Rich Gordon, the outgoing San Mateo County supervisor who was elected Nov. 2 to the state Assembly, opposed state Proposition 22, which voters approved on Nov. 2 and which restricts the ability of state government to redirect local property tax revenues away from cities and towns.
It's a county government concern because the state requires counties to pay for public health services. In tough times, when Sacramento looks for creative ways to balance the budget, the Legislature takes on a responsibility to protect a county's tax-based funding mechanisms. Because Prop 22 limits the Legislature's flexibility, county supervisors may have the unpleasant task of trying to comply with unfunded mandates.
As a supervisor, Mr. Gordon would have had to deal with the mandate side of things. But with his election to the state Assembly, he is now on the other side of that interaction.
"The less freedom that the Legislature has to deal with financial issues, the greater impact it could have for the county to deliver health and welfare services," Mr. Gordon said matter-of-factly in an interview.
But has it been fair for the Legislature to descend on cities and towns and use heretofore unchecked power to extract property tax revenues? "I happen to believe that we need to find a way to change some of the tax structure of California," Mr. Gordon replied.
Property tax revenues have the patina of being local, but in many ways they are not, Mr. Gordon said. Proposition 13, which voters approved in 1978 to limit local government's control of these tax revenues, effectively redirected them to Sacramento.
The picture of taxpayer views is fairly black and white, he said. Voters approved Proposition 26, which checks a local government's ability to charge fees, and they rejected Proposition 21, an $18 surcharge on vehicle license fees to benefit parks and wildlife conservation. With all tax increases requiring approval of a two-thirds majority of voters, "the likelihood of an increase in taxes is almost nonexistent," Mr. Gordon said.
Government obligations being what they are, it may be time to look at the tax structure. "There's a really interesting opportunity available at the moment. Government could be more efficient, more effective and more accountable," he said. "I think that this is the kind of thing that has a great possibility for discussion in Sacramento."
"Enough is enough," voters said about annual budget stalemates in Sacramento. Proposition 25 now allows the budget to be approved with simple majorities in the Legislature instead of the two-thirds majorities that have stalled things seemingly every year.

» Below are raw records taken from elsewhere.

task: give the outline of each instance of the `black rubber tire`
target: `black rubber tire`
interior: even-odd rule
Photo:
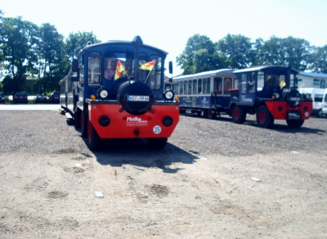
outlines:
[[[87,123],[87,147],[90,150],[99,150],[102,148],[103,140],[99,137],[96,130],[89,121]]]
[[[259,127],[270,128],[274,125],[275,118],[266,106],[261,106],[257,111],[257,123]]]
[[[148,144],[150,148],[162,150],[166,146],[167,138],[148,138]]]
[[[245,122],[246,112],[243,107],[234,106],[232,109],[232,118],[235,123],[242,124]]]
[[[206,118],[214,119],[216,118],[216,112],[211,109],[204,111],[204,116]]]
[[[304,120],[286,120],[286,123],[289,128],[299,128],[302,126]]]

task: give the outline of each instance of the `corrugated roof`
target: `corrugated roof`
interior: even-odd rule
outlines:
[[[306,77],[311,77],[327,78],[327,74],[323,74],[323,73],[299,72],[299,74],[304,75]]]

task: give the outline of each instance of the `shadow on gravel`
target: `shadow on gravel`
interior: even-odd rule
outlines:
[[[85,143],[87,143],[84,139]],[[163,150],[148,148],[146,139],[105,140],[102,150],[92,151],[101,165],[122,167],[131,165],[142,167],[158,167],[165,173],[176,173],[183,168],[171,167],[175,162],[193,164],[199,157],[167,143]]]

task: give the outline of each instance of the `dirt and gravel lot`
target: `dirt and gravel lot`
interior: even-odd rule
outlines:
[[[327,238],[327,118],[182,116],[162,150],[99,152],[59,111],[0,122],[0,238]]]

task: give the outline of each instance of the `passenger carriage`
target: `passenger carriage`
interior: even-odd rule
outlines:
[[[60,81],[60,105],[91,150],[105,138],[147,138],[151,148],[165,147],[179,113],[172,91],[164,90],[167,55],[136,36],[90,44],[73,60]]]
[[[181,113],[189,111],[200,116],[203,112],[214,118],[229,113],[229,89],[238,87],[238,79],[233,70],[224,69],[177,77],[172,86]]]

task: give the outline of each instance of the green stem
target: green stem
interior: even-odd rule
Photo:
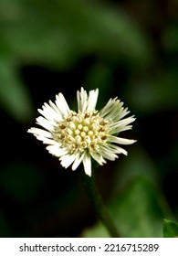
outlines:
[[[89,197],[91,201],[91,204],[96,211],[98,218],[101,220],[104,226],[107,228],[112,238],[120,238],[120,234],[117,230],[115,224],[113,223],[108,208],[105,207],[100,194],[99,193],[94,174],[92,176],[89,176],[85,174],[84,171],[81,171],[81,178],[83,184],[88,192]]]

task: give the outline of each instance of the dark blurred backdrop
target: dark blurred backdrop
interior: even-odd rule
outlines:
[[[0,1],[0,236],[104,237],[78,170],[26,133],[62,92],[99,89],[135,114],[137,144],[96,170],[125,237],[162,236],[178,219],[178,4],[175,0]]]

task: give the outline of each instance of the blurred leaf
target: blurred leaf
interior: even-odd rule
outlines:
[[[110,210],[124,237],[162,237],[163,212],[148,180],[132,180],[111,202]]]
[[[143,148],[137,146],[119,162],[108,207],[123,237],[162,236],[162,219],[172,213],[160,191],[155,165]],[[97,224],[84,236],[95,237],[102,230]]]
[[[125,95],[132,108],[140,114],[150,114],[178,106],[177,69],[162,70],[159,75],[132,80]]]
[[[178,223],[164,219],[163,220],[163,237],[164,238],[178,238]]]
[[[34,199],[43,182],[44,175],[27,163],[13,163],[0,173],[0,187],[20,203]]]
[[[67,68],[85,55],[148,64],[148,38],[117,5],[90,1],[1,1],[1,37],[13,56]],[[0,51],[1,52],[1,51]]]
[[[11,230],[3,212],[0,212],[0,238],[11,237]]]
[[[15,67],[6,61],[0,62],[0,104],[20,122],[28,121],[33,112],[29,94]]]
[[[86,229],[80,235],[82,238],[109,238],[110,233],[99,222],[91,229]]]

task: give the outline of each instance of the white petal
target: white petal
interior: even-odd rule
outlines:
[[[39,128],[32,127],[31,129],[27,130],[27,133],[33,133],[34,135],[41,135],[47,138],[52,138],[51,133]]]
[[[93,112],[97,105],[99,96],[99,89],[89,91],[87,112]]]
[[[76,160],[74,161],[74,164],[72,165],[72,170],[75,171],[78,166],[79,165],[79,164],[81,163],[81,161],[83,160],[84,155],[82,154],[81,156],[79,156],[78,158],[76,158]]]
[[[106,163],[106,161],[104,160],[104,158],[101,155],[99,155],[94,152],[91,152],[90,155],[91,155],[92,158],[99,163],[99,165],[102,165],[103,164]]]
[[[80,91],[78,91],[77,99],[78,99],[79,112],[85,112],[87,109],[88,95],[87,95],[87,91],[83,89],[83,87],[81,87]]]
[[[64,116],[68,116],[69,112],[70,112],[70,109],[63,96],[62,93],[58,93],[58,95],[56,96],[56,104],[59,110],[59,112],[61,112],[62,114],[62,117]]]
[[[68,154],[67,149],[60,148],[58,145],[47,145],[47,150],[57,157],[60,157]]]
[[[110,99],[108,103],[99,111],[100,116],[105,117],[108,113],[110,113],[113,109],[116,108],[118,102],[120,102],[120,101],[117,100],[117,98]]]
[[[37,137],[37,140],[42,141],[43,144],[58,144],[58,142],[56,142],[56,141],[54,141],[52,139],[47,139],[47,138],[46,138],[44,136],[36,135],[36,134],[34,134],[34,135]]]
[[[45,129],[48,130],[49,132],[52,132],[54,130],[54,125],[52,125],[47,119],[45,119],[42,116],[37,117],[37,123],[40,126],[44,127]]]
[[[86,175],[91,176],[91,157],[88,154],[84,155],[83,158],[83,166]]]
[[[61,156],[60,160],[60,164],[63,167],[68,168],[78,157],[78,154],[77,155],[66,155]]]
[[[110,135],[108,139],[108,142],[120,144],[131,144],[135,143],[136,141]]]

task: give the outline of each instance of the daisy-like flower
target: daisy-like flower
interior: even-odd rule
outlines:
[[[69,109],[62,93],[56,96],[55,103],[44,103],[42,116],[37,123],[43,127],[31,128],[27,132],[48,144],[48,152],[60,160],[65,168],[72,165],[76,170],[83,162],[84,171],[91,176],[91,158],[99,165],[115,160],[119,154],[127,155],[120,144],[131,144],[134,140],[117,135],[131,129],[134,116],[124,118],[130,112],[117,98],[110,99],[99,112],[96,109],[99,90],[87,91],[81,88],[77,92],[78,112]],[[124,119],[123,119],[124,118]]]

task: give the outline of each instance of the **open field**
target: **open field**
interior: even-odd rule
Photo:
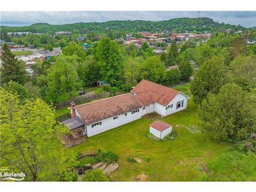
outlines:
[[[180,87],[184,92],[189,88],[187,85]],[[119,156],[119,167],[111,174],[114,181],[135,181],[142,173],[148,176],[148,181],[256,180],[255,156],[237,152],[230,143],[219,144],[209,134],[191,133],[182,126],[196,127],[196,109],[190,99],[186,110],[162,120],[172,124],[178,133],[174,140],[157,141],[146,136],[149,125],[160,119],[152,114],[89,137],[87,142],[67,150],[114,152]],[[127,161],[129,155],[140,157],[142,163]]]
[[[12,52],[15,56],[21,56],[21,55],[31,55],[32,53],[31,51],[27,50],[27,51],[13,51]]]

So what are the consequences? The dynamic between Democrats and Republicans is likely to change, but exactly how remains to be seen, Mr. Gordon said. He does not expect higher taxes, though, because nothing has changed as to the two-thirds majority needed to raise them.
Future budgets could be harsher and "reflect efficiency by necessity" because there won't be enough money to go around, Mr. Gordon said.
Proposition 26 includes provisions that require a local government to treat some fee increases like tax increases: obtain the approval of a two-thirds majority of voters before raising them. The fees targeted by the measure generally concern public health.
A measure like this was in the cards, Mr. Gordon said, noting that "the line between taxes and fees has been obfuscated by local governments."
Push eventually comes to shove, he added. In Burlingame Hills, a majority of residents protested a new fee to clean up sewer discharge. The result: the community that refused to pay to clean up the discharge is now fined for the ongoing discharge.
"People don't understand where their taxes go," Mr. Gordon said. "They feel like they paid their fair share, (in essence saying), 'Use the money I already gave for sewers. Don't ask me for more.'"
What if the Legislature were to connect the dots for taxpayers as to where their taxes went? "It would be a very positive step," Mr. Gordon said.